LAMP is more demanding of robust data analysis methodologies than the PCR because of its basis in time rather than cycles and its tendency of non-template amplification. To address this, several publications have developed less biased methods of LAMP data analysis, often employing algebraic fit-curves. Choosing which fit-curves to include and not employing a test/train data split are ways in which bias persists in these less biased methods. A method is presented for an unbiased classification of KS-present (positive) and KS-absent (negative) samples using an AI model trained on fitted algebraic curves. The model is compared to the method presented in the original publication of the data.3 The dataset used to train all models was gathered point-of-care (POC) from medical facilities in Africa, where artifacts such as voltage drops make quantification especially difficult.

Experimental

All experiments were performed in accordance with the Guidelines for ethical conduct of research, and the protocol was approved by the School of Biomedical Sciences Research Ethics Committee at Makerere University.

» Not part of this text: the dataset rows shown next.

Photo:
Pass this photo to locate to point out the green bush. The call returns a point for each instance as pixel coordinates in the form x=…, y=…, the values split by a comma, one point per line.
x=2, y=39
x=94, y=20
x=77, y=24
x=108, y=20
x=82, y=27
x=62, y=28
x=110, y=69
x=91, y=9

Written informed consent was obtained from all participants in this study.

All code for this paper was written in python in Google Colaboratory. Data smoothing was done with the hampel package or a moving average. For curve fitting, cipy.optimize was used. The xgboost package was used for the gradient boost method. Several supporting methods for k-fold validation and ROC analysis were used from sklearn. Google Gemini, Microsoft Copilot, and ChatGPT were used as coding and syntax tools. All generative AI tools were used with staunch skepticism and human verification.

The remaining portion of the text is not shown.